Lung epithelial cells on transwells(1)
A couple weeks ago when I presented at lab meeting, Angela Glading suggested that I look at epithelial cell vacuolization on transwells. This was in order to determine if vacuole formation was endothelial cell-specific. If I’m remembering correctly, the rationale was that the vacuole-less fibroblasts I showed were not contact-inhibited cells and thus not a good comparison for endothelial cells. I had some rat lung epithelial cells (RLE-6TN) frozen from 2 summers ago, so I revived the culture and did some experiments.
For this experiment, I seeded RLE-6TN at 50000 cells/cm2 on PET and SC612 transwells. I stained with Live/Dead after 1 and 3 days.

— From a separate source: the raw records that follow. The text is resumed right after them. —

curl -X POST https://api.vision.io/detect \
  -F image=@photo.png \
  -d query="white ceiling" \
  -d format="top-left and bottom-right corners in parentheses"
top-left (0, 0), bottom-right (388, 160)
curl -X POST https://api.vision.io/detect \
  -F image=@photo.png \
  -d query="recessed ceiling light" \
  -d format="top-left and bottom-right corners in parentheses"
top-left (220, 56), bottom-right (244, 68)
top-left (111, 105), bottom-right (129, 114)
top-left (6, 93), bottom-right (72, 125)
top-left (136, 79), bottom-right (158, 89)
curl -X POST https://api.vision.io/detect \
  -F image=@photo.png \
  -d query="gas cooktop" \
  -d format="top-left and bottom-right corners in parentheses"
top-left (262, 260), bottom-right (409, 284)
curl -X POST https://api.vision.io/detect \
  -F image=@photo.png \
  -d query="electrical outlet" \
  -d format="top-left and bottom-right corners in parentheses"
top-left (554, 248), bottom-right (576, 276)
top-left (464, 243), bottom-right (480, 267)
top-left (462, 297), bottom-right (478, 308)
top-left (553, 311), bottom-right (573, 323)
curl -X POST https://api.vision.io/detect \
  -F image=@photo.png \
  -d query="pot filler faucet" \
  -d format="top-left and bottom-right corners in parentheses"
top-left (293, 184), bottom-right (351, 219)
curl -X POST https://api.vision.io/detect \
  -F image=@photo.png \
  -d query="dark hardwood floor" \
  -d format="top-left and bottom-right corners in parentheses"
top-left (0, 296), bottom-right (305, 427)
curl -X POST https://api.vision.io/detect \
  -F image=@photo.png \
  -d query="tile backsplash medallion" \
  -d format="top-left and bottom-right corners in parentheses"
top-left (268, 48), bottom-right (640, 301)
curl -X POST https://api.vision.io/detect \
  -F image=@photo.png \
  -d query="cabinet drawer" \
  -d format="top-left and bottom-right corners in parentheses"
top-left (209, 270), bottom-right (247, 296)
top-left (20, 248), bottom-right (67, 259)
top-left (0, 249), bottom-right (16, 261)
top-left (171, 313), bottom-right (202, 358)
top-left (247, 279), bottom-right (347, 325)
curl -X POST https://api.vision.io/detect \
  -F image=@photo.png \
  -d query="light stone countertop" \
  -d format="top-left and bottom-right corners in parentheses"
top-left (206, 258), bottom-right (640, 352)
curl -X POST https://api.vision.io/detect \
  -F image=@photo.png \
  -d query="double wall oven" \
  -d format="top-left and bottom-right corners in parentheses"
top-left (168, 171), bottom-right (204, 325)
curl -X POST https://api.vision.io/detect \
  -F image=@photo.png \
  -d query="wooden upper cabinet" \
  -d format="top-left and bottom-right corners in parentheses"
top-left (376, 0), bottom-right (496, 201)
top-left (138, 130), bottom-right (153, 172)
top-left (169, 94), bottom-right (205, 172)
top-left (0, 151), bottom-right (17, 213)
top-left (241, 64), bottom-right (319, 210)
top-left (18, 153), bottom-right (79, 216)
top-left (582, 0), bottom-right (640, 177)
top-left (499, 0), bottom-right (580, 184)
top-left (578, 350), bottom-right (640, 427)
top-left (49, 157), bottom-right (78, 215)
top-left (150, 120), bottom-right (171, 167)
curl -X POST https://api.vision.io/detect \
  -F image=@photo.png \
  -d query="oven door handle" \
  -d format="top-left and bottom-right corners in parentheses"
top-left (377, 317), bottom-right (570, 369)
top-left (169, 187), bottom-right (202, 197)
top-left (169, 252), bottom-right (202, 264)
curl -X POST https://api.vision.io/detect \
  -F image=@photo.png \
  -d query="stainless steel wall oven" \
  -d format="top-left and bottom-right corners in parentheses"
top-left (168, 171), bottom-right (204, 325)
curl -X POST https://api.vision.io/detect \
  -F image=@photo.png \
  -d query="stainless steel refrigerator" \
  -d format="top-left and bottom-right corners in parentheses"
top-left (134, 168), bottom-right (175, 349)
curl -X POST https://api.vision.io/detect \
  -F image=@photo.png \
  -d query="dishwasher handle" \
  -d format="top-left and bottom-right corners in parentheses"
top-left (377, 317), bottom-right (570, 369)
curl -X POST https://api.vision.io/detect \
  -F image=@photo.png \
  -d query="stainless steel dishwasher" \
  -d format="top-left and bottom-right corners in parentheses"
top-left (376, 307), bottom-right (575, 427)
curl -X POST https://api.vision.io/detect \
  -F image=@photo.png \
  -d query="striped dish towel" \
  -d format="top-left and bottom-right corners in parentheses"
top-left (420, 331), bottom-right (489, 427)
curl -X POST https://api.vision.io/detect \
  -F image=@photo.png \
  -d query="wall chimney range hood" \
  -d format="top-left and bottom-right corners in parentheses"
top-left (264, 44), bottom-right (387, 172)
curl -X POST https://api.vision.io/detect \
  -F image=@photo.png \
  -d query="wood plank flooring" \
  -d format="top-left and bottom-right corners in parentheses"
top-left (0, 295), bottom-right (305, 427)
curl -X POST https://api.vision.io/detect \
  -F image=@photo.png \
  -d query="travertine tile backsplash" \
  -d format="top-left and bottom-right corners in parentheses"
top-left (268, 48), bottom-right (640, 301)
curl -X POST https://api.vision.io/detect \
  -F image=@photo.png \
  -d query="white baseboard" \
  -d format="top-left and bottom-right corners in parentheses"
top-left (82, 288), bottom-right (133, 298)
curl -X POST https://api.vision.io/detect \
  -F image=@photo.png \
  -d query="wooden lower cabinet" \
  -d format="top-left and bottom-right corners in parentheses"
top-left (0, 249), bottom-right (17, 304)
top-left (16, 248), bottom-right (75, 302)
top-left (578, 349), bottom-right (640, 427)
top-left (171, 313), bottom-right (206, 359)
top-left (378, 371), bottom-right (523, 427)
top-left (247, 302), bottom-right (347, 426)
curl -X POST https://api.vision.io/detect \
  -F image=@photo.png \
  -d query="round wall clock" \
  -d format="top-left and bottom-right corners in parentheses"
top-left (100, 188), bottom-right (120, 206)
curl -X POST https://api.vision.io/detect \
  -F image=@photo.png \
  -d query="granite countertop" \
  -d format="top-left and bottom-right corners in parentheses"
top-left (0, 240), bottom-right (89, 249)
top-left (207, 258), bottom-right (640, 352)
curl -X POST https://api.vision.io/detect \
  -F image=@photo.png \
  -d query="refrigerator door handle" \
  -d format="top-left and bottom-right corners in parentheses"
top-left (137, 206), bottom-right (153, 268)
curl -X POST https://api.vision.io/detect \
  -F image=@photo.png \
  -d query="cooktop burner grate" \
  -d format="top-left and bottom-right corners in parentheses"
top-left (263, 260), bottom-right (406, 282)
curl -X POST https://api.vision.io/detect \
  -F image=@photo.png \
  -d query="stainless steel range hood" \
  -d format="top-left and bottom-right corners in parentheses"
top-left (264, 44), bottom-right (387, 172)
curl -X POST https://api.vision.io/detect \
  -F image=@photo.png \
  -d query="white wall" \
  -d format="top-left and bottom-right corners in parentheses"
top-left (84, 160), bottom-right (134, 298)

After 1 day (top rows), there were a few unstained regions on PET but none on free-standing pnc-Si (there were a couple spots on supported pnc-Si, however). After 3 days (bottom row), there were vacuoles distributed randomly across the PET transwell. It seems like some of those unstained regions are gaps between the cells and not vacuoles, however. On 1 pnc-Si sample, there were no vacoules on or off free-standing pnc-Si, however, a different pnc-Si sample showed excessive vacuolization confined to the free-standing membrane. Based on this first experiment, I would conclude that epithelial cells also produce vacuoles but the process takes longer than for endothelial cells (1-3 days vs. less than 1 day).